QPaperGen

We start with the equation of the curve:
\[6y = x^3 + 2\]

Differentiating both sides with respect to time \(t\) gives:
\[6\frac{dy}{dt} = 3x^2 \frac{dx}{dt}\]

Dividing both sides by 3:
\[2\frac{dy}{dt} = x^2 \frac{dx}{dt}\]

According to the problem, the \(y\)-coordinate is changing 8 times as fast as the \(x\)-coordinate, i.e.,
\[\frac{dy}{dt} = 8\frac{dx}{dt}\]

Substituting this into the equation:
\[2(8\frac{dx}{dt}) = x^2 \frac{dx}{dt}\]
\[\Rightarrow 16\frac{dx}{dt} = x^2 \frac{dx}{dt}\]

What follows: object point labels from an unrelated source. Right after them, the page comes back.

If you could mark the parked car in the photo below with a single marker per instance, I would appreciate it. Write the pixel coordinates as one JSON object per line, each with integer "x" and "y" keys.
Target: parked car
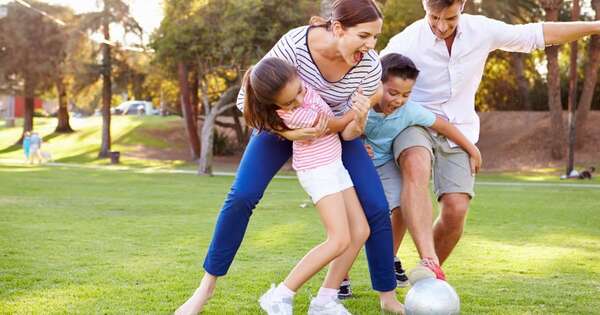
{"x": 135, "y": 108}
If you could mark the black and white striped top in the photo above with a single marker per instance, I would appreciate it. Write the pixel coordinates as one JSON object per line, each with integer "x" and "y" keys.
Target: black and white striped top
{"x": 293, "y": 47}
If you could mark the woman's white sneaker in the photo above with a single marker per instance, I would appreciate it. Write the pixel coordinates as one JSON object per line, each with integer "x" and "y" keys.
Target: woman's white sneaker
{"x": 274, "y": 304}
{"x": 331, "y": 307}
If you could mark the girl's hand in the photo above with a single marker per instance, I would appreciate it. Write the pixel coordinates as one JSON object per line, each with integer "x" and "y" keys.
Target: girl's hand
{"x": 369, "y": 151}
{"x": 318, "y": 130}
{"x": 475, "y": 160}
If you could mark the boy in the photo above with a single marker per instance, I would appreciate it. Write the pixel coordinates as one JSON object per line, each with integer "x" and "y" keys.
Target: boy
{"x": 391, "y": 114}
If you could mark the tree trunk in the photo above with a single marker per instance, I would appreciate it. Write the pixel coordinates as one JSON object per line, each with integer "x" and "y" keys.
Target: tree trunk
{"x": 208, "y": 133}
{"x": 226, "y": 102}
{"x": 589, "y": 84}
{"x": 29, "y": 92}
{"x": 557, "y": 132}
{"x": 572, "y": 92}
{"x": 187, "y": 111}
{"x": 195, "y": 87}
{"x": 63, "y": 112}
{"x": 517, "y": 62}
{"x": 106, "y": 89}
{"x": 29, "y": 105}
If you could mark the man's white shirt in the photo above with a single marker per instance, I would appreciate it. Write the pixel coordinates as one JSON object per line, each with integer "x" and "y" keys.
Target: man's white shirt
{"x": 447, "y": 84}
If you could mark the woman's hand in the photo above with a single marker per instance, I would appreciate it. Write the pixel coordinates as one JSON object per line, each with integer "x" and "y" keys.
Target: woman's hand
{"x": 360, "y": 105}
{"x": 318, "y": 130}
{"x": 475, "y": 160}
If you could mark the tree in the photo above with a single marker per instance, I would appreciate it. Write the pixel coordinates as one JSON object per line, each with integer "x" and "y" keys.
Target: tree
{"x": 590, "y": 82}
{"x": 557, "y": 133}
{"x": 572, "y": 103}
{"x": 114, "y": 12}
{"x": 32, "y": 48}
{"x": 219, "y": 40}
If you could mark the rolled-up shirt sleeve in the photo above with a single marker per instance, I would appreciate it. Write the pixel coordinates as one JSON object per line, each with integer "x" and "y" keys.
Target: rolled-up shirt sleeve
{"x": 523, "y": 38}
{"x": 371, "y": 82}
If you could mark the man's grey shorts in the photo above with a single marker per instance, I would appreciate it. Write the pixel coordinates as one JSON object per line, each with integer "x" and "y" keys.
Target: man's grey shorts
{"x": 450, "y": 166}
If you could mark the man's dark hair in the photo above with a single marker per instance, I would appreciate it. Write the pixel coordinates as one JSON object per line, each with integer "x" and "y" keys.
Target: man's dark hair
{"x": 398, "y": 65}
{"x": 441, "y": 4}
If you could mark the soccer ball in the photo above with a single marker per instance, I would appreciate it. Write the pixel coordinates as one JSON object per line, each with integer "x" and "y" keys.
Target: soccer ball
{"x": 431, "y": 297}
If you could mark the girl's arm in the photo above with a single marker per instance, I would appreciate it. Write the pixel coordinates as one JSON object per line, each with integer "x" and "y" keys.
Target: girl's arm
{"x": 337, "y": 124}
{"x": 447, "y": 129}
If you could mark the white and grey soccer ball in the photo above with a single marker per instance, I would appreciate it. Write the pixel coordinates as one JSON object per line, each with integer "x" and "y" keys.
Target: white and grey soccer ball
{"x": 432, "y": 297}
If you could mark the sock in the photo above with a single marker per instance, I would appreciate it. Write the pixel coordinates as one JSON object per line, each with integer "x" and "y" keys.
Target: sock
{"x": 325, "y": 295}
{"x": 284, "y": 292}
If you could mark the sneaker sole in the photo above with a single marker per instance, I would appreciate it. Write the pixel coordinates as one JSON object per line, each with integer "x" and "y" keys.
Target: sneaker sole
{"x": 344, "y": 296}
{"x": 402, "y": 284}
{"x": 419, "y": 273}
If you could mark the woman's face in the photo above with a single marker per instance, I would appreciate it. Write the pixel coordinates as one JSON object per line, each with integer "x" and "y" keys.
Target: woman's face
{"x": 355, "y": 41}
{"x": 292, "y": 94}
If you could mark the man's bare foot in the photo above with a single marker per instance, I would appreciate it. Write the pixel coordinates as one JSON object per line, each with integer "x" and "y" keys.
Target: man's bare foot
{"x": 202, "y": 294}
{"x": 389, "y": 303}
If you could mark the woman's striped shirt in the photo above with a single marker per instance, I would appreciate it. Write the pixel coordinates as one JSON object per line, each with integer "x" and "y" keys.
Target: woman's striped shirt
{"x": 293, "y": 47}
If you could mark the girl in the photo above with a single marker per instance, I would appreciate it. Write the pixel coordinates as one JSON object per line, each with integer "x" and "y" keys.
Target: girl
{"x": 334, "y": 56}
{"x": 277, "y": 100}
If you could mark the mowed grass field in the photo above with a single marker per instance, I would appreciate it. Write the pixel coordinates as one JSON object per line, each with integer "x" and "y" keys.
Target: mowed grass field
{"x": 120, "y": 242}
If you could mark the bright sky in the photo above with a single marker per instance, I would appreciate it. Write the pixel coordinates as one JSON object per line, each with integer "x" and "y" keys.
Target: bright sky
{"x": 147, "y": 12}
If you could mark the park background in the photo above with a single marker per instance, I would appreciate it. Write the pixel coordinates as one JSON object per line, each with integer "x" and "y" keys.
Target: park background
{"x": 80, "y": 234}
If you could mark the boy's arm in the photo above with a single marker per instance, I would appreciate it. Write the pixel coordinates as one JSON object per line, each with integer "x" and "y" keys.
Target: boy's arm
{"x": 447, "y": 129}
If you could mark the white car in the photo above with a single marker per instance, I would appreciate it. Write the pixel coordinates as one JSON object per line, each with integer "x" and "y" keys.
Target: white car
{"x": 135, "y": 108}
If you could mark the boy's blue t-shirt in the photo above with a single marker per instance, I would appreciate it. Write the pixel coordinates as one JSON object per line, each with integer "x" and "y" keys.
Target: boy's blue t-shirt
{"x": 381, "y": 130}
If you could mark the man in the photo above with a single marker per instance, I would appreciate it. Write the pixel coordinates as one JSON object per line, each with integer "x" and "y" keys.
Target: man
{"x": 450, "y": 49}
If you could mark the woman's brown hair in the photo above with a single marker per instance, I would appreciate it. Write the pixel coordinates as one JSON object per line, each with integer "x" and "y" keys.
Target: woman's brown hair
{"x": 262, "y": 83}
{"x": 349, "y": 13}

Assuming \(\frac{dx}{dt} \ne 0\), we cancel it out. So :
\[x^2 = 16 \Rightarrow x = \pm 4\]

Now, we substitute these \(x\) values back into the original equation to find \(y\):
\[\]

When \(x = 4\):
\[y = \frac{4^3 + 2}{6} = \frac{64 + 2}{6} = \frac{66}{6} = 11\]

When \(x = -4\):
\[y = \frac{(-4)^3 + 2}{6} = \frac{-64 + 2}{6} = \frac{-62}{6} = -\frac{31}{3}\]

Final Answer:
The required points on the curve are \((4,\ 11)\) and \(\left(-4,\ -\frac{31}{3}\right)\)